His paintings are almost like collages from various motifs of ruins and trees, vistas and valleys. The Enchanted Castle is a fantasy wrapped around the story of Cupid and Psyche, while in Seaport with the Embarkation of the Queen of Sheba (pictured above) the sheer bravura of the low-lying sun makes the water glitter and gleam seemingly in a straight path of light towards the shore. In his will, Turner stipulated that this was one of the two Claudes his own paintings should hang beside in the National Gallery; here it is close to Turner’s own Sun Rising through Vapour, a more mundane subject showing fishermen cleaning their catch on the seashore.
It is, however, Turner's sheer passion for light that dominates this show by virtue of a trio of masterpieces: Regulus - a fantasy of a Roman seaport, indebted to Claude - flanks Keelmen Heaving in Coals by Night (pictured below), a genuine and terrific engagement with contemporary life. The shadowy shapes of the labourers are illuminated by fiery torches. As they unload the high-masted ships berthed to the side, the full moon pours light upon the sea. It is an extraordinary evocation of the arduous nature of the Industrial Revolution, transmogrified into a scene of irresistible beauty.
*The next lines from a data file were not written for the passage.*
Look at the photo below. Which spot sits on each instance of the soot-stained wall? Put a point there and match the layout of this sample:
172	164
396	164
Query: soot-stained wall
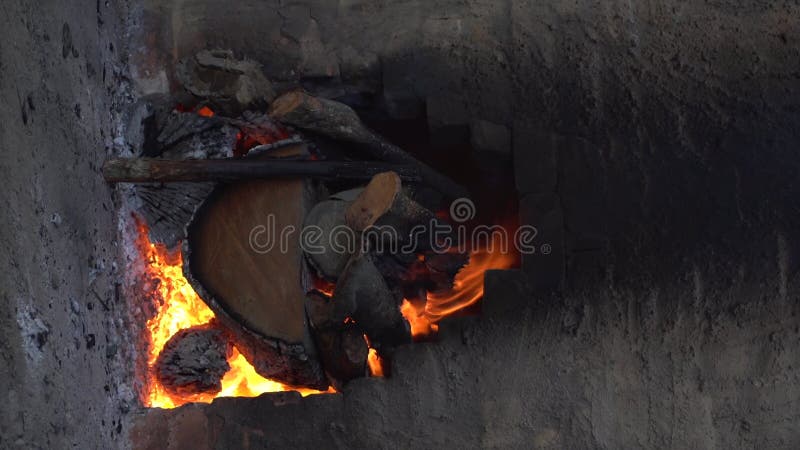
655	148
64	361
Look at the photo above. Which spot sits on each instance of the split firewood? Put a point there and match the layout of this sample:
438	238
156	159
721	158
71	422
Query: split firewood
328	253
339	121
363	295
167	208
340	343
253	277
147	170
229	84
385	206
194	361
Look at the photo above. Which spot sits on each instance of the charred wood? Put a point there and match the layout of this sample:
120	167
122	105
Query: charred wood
145	170
339	121
194	361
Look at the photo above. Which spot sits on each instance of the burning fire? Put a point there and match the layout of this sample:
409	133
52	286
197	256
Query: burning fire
179	307
467	290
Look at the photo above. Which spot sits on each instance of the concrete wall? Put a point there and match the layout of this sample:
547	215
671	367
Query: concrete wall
655	147
657	138
63	374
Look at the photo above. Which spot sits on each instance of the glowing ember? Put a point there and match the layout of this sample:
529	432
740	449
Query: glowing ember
467	290
179	307
375	363
205	111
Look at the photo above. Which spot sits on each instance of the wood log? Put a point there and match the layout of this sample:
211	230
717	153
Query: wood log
384	206
167	208
327	257
194	361
363	295
147	170
256	286
339	121
341	344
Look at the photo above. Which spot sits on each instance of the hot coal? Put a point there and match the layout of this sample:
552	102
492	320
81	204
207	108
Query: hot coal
194	361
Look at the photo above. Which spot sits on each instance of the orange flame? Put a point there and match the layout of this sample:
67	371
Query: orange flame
375	363
179	307
467	290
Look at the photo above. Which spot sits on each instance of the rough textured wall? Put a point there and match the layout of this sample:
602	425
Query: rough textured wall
655	146
62	375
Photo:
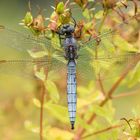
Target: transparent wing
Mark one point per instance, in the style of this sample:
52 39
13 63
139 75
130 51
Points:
33 68
105 68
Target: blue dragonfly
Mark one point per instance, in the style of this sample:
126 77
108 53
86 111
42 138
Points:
89 60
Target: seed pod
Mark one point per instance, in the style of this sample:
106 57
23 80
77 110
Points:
81 3
38 23
60 8
28 19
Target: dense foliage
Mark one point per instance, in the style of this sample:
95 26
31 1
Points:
114 30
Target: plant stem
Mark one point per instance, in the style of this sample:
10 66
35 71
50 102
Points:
41 110
103 130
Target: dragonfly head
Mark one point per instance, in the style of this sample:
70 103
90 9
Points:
67 29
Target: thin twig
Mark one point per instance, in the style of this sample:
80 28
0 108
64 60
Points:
126 94
101 85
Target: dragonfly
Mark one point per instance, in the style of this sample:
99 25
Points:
65 53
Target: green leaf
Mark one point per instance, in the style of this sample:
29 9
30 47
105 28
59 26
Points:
134 76
52 90
58 111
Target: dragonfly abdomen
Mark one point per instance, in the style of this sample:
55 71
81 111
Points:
71 91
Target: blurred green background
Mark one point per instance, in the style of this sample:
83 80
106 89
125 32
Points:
19 117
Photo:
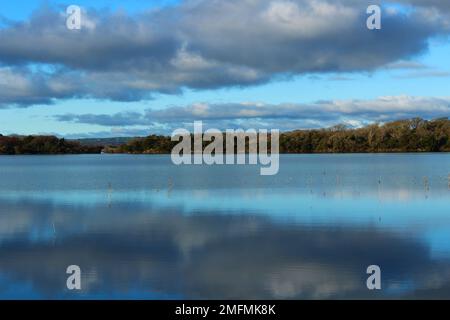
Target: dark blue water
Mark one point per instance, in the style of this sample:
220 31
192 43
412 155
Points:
140 227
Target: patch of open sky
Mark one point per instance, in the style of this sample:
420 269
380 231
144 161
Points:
21 10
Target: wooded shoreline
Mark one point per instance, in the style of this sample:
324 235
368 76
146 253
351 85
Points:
414 135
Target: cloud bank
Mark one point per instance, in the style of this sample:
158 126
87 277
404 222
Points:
287 116
202 44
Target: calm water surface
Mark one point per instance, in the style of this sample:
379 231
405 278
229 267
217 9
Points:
140 227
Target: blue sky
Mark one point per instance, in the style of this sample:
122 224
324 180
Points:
419 72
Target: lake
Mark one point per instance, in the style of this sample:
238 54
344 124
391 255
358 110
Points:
141 228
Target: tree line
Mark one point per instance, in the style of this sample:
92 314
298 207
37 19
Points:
14 145
413 135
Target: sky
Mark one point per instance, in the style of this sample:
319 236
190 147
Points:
141 67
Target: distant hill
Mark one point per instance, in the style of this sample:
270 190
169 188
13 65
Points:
413 135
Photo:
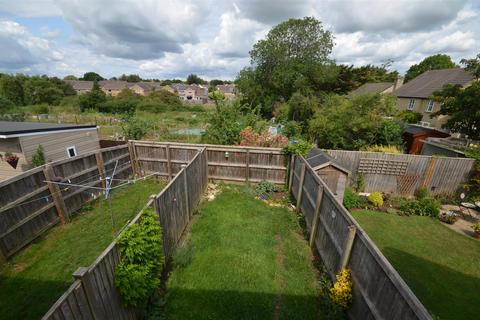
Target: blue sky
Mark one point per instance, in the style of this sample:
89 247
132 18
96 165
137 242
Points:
168 38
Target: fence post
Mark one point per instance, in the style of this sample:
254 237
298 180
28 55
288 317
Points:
56 194
133 157
300 188
291 168
352 230
169 162
185 186
101 168
247 167
81 274
316 216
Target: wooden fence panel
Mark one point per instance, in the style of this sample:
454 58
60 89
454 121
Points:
441 175
378 290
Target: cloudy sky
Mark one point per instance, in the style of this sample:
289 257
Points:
168 38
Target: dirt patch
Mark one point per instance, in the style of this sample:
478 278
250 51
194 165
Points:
279 280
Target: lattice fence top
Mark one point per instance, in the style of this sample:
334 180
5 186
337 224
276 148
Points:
383 166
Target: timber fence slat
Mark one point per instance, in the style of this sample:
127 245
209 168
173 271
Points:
378 290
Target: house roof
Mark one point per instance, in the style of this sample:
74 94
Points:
113 84
371 87
80 84
317 159
10 129
428 82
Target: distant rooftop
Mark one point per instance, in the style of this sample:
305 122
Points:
10 129
428 82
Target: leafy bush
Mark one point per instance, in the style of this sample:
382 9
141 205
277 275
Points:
265 187
341 292
384 149
141 252
376 199
424 207
350 199
421 193
359 183
298 147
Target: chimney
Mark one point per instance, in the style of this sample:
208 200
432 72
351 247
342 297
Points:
398 83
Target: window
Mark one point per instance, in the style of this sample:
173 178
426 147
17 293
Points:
411 104
71 151
429 106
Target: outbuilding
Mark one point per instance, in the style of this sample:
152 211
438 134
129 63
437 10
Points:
334 175
19 141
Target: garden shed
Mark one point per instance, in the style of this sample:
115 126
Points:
334 175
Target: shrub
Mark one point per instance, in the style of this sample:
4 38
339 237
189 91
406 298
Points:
425 207
38 158
384 149
341 292
359 183
141 251
350 199
376 199
422 193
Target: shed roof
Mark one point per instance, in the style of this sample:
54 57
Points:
10 129
428 82
317 159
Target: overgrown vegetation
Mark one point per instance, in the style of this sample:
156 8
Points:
34 279
141 251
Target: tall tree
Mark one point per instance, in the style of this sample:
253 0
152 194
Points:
462 105
438 61
293 57
472 65
92 76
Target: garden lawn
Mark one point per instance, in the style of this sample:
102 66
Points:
441 266
34 279
248 261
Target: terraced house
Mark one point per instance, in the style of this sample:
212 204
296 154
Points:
416 94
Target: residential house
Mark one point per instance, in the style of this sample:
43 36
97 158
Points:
80 86
415 95
377 87
59 141
228 90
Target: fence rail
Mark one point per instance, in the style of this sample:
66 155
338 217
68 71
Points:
229 163
378 290
29 206
93 294
405 173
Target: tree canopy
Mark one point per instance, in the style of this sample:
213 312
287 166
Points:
462 105
435 62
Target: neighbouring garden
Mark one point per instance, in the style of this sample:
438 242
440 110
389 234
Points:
35 278
440 265
244 259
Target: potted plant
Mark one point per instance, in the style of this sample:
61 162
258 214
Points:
476 229
12 159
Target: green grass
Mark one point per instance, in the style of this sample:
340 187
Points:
248 261
441 266
34 279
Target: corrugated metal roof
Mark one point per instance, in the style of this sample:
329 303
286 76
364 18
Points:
428 82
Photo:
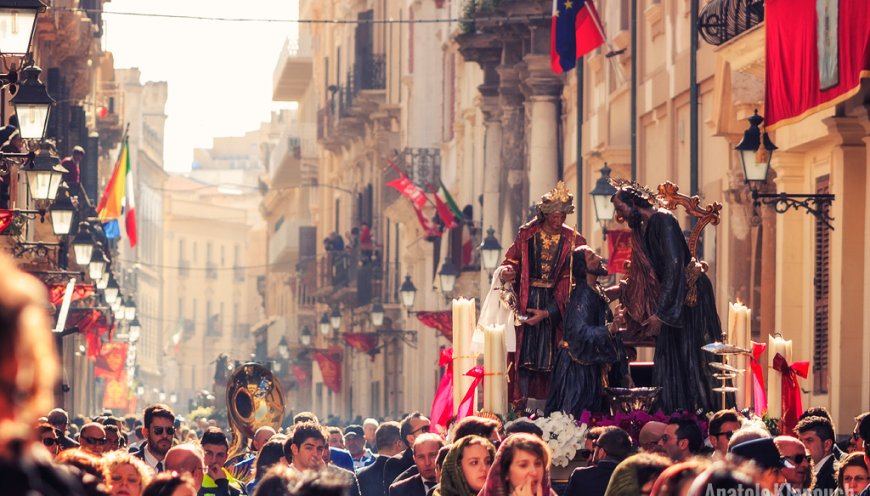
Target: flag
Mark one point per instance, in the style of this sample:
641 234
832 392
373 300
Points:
817 52
118 193
575 31
443 210
418 200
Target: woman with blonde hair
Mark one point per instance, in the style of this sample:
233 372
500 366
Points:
521 467
125 474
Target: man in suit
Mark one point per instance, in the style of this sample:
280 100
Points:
388 440
817 434
412 426
611 447
425 448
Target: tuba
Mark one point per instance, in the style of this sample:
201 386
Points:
254 400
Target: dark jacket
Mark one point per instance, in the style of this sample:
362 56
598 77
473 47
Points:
412 486
396 465
591 481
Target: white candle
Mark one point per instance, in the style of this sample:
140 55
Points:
463 327
494 364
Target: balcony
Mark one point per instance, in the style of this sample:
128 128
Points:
294 70
285 242
286 166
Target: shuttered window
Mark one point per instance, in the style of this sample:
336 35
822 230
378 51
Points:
821 299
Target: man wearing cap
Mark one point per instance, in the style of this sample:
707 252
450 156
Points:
355 442
612 446
72 164
766 457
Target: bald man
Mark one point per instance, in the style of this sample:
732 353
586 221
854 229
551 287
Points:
799 478
186 458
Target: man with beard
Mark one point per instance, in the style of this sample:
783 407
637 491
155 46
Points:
159 430
591 354
799 479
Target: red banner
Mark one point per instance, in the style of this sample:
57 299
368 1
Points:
619 246
441 321
116 392
817 52
56 291
418 200
442 405
365 342
330 368
6 217
112 360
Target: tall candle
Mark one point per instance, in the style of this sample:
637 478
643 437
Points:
776 344
463 327
494 365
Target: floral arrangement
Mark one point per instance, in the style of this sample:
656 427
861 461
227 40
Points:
563 434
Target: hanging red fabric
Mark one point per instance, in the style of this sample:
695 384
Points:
792 406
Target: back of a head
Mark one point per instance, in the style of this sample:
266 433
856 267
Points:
26 331
522 424
616 442
475 426
387 434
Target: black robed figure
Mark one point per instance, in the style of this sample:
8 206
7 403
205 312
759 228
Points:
591 355
655 299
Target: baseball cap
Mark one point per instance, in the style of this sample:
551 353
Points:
763 452
355 430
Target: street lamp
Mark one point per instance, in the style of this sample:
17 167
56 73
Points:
408 292
749 147
44 175
17 23
448 275
335 319
377 315
83 244
62 212
32 105
601 196
490 250
283 348
324 324
756 150
98 262
305 336
111 292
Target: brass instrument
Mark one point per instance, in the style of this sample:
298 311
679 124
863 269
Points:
254 399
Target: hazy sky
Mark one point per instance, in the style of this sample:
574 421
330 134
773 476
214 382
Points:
219 73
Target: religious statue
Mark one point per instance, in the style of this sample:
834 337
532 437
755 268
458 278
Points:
540 256
668 299
591 355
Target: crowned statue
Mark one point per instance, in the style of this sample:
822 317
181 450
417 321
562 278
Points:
537 265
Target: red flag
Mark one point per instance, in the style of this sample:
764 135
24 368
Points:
466 407
442 405
330 368
759 393
6 217
441 321
792 406
418 201
619 244
816 56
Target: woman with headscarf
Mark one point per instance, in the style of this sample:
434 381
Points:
466 466
521 468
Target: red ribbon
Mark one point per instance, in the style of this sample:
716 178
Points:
466 407
759 393
792 405
442 405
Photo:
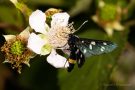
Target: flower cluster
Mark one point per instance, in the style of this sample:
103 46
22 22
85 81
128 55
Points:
50 31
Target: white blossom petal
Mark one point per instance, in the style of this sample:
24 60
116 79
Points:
37 21
25 33
35 43
60 19
57 60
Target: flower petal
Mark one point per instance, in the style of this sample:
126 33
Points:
37 21
35 43
57 60
60 19
25 33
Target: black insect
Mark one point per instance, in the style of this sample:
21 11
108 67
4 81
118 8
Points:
81 47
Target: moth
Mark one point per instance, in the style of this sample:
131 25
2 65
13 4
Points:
82 47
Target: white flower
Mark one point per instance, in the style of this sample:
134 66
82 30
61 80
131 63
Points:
56 60
40 43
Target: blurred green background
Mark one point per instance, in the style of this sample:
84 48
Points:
112 71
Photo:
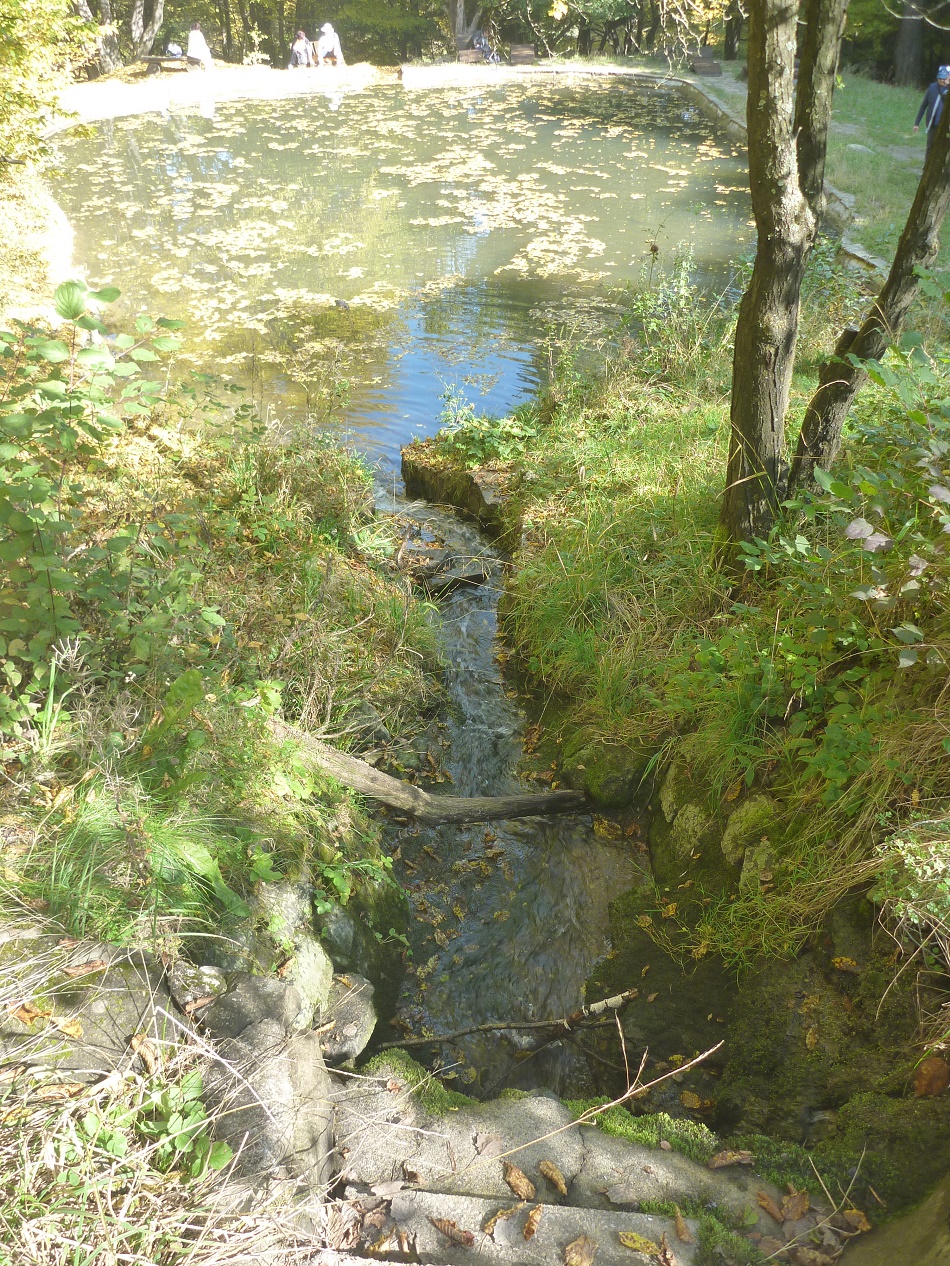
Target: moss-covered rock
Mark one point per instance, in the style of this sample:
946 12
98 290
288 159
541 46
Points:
751 822
435 1098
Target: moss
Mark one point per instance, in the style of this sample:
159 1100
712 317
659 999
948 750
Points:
433 1096
688 1137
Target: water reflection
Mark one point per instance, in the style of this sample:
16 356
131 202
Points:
454 223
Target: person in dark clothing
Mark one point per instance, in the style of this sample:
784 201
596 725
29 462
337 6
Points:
932 105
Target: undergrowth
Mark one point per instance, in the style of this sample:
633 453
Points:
175 575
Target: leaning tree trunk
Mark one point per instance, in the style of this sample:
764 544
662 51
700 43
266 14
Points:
787 147
840 379
734 31
143 32
908 52
107 43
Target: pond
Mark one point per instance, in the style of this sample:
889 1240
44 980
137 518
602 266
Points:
359 256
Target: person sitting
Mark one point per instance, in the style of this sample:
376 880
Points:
328 47
198 50
300 52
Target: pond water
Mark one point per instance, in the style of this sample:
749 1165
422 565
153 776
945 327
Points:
405 243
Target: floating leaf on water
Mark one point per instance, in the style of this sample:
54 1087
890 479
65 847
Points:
855 1219
518 1181
454 1232
932 1076
794 1205
532 1221
765 1202
580 1251
730 1157
639 1243
554 1176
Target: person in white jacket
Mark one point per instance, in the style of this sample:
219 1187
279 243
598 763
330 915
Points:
328 47
198 47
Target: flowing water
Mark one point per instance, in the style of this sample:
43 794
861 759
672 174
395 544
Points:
509 918
414 244
408 243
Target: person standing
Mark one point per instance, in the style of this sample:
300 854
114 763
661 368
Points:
198 50
932 105
328 47
300 52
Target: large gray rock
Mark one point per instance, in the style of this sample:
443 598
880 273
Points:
274 1096
559 1226
351 1015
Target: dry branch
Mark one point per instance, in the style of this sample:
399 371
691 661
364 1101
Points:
430 809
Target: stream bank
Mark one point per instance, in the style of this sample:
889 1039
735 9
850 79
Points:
821 1042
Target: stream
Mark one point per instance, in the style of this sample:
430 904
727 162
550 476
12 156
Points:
509 918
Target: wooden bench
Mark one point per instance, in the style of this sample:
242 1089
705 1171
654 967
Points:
153 65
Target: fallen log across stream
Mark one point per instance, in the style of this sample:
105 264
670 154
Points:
430 809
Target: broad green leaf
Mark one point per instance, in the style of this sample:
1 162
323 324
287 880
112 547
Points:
70 300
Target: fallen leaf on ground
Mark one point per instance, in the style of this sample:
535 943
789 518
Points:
198 1003
58 1090
683 1233
639 1243
855 1219
580 1251
932 1076
454 1232
794 1205
84 969
502 1215
848 965
518 1181
533 1219
554 1176
146 1052
765 1202
730 1157
70 1028
28 1012
666 1257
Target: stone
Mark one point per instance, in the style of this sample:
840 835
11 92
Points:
272 1100
352 1017
746 826
559 1226
188 981
251 1000
107 1007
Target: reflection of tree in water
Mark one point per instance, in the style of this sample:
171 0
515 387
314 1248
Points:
459 227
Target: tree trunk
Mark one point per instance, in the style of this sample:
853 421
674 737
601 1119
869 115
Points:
431 809
840 380
143 32
787 144
908 53
734 31
461 29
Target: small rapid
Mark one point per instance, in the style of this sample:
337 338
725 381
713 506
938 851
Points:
507 918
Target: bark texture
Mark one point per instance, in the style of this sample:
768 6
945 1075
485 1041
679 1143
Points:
787 147
840 379
430 809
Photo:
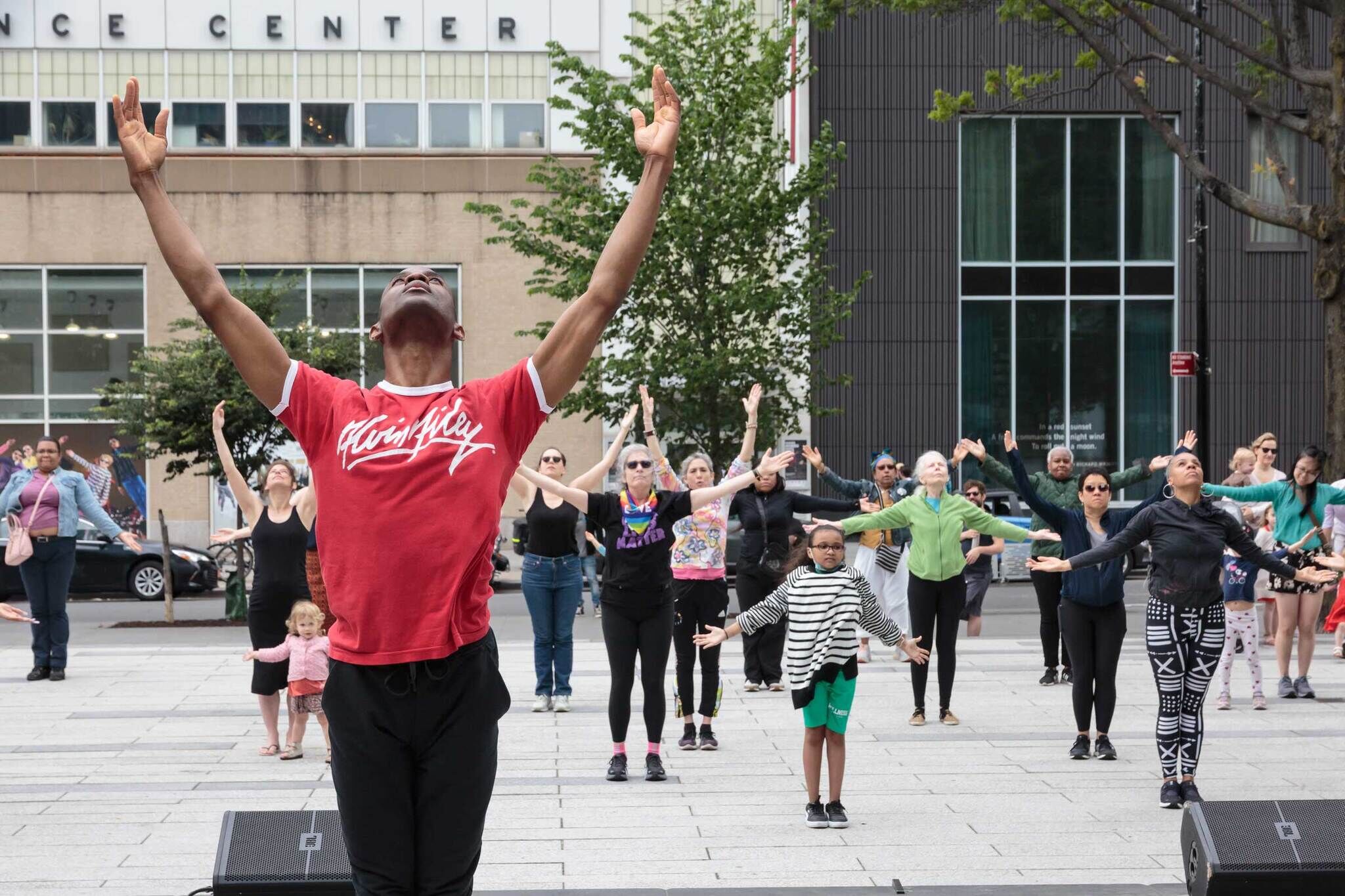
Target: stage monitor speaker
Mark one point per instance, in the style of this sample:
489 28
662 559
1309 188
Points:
282 853
1265 848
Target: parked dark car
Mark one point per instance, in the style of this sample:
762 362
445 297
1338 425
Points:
110 567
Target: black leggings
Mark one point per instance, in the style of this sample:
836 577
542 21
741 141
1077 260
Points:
1048 603
697 602
1094 636
645 629
935 610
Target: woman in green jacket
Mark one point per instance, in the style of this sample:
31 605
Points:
937 593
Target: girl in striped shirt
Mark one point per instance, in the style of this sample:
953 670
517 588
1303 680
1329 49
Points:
826 602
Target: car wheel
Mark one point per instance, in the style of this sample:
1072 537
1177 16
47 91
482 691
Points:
147 581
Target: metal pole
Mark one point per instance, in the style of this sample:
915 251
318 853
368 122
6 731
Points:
1201 258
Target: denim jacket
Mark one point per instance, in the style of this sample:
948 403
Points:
76 500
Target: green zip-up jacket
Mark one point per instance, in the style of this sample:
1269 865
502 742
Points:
935 551
1060 492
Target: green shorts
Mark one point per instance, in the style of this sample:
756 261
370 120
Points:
830 707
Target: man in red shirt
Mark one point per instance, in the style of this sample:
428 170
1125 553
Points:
412 476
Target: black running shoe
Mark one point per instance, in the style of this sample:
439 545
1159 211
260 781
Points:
1170 796
835 816
814 816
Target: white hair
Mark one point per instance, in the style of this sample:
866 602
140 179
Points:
921 465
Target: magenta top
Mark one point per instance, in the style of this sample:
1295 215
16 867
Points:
47 515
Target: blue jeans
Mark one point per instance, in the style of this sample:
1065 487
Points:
553 589
591 575
46 580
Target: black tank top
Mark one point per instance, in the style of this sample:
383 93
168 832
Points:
282 557
550 531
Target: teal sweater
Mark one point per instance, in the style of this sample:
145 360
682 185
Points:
1290 522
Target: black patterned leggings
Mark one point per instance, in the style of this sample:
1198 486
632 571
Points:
1184 649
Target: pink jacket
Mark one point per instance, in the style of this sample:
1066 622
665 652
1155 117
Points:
307 657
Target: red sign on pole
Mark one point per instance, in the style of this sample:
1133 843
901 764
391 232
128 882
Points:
1184 363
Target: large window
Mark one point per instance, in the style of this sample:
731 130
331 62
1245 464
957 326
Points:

Exquisitely sombre, softly insinuating light also illuminates East Cowes Castle, the Seat of J Nash, Esq; the Regattas starting for their Moorings. Turner's still-astonishing ability – so vastly different from Claude's – to transform the observable world is perhaps summed up in two watercolour sketches. An Industrial Town, probably Birmingham, Colour Study is just that, the smoking factory chimneys punctuating a scene which varies from golden red to bluish-white swathes of light. In Sunrise 1825-1830 the central white disc is suspended in the softest variations of yellow-white possible, with just a whisper of a suggestion for horizon and shore. Claude has vanished; and Turner remains.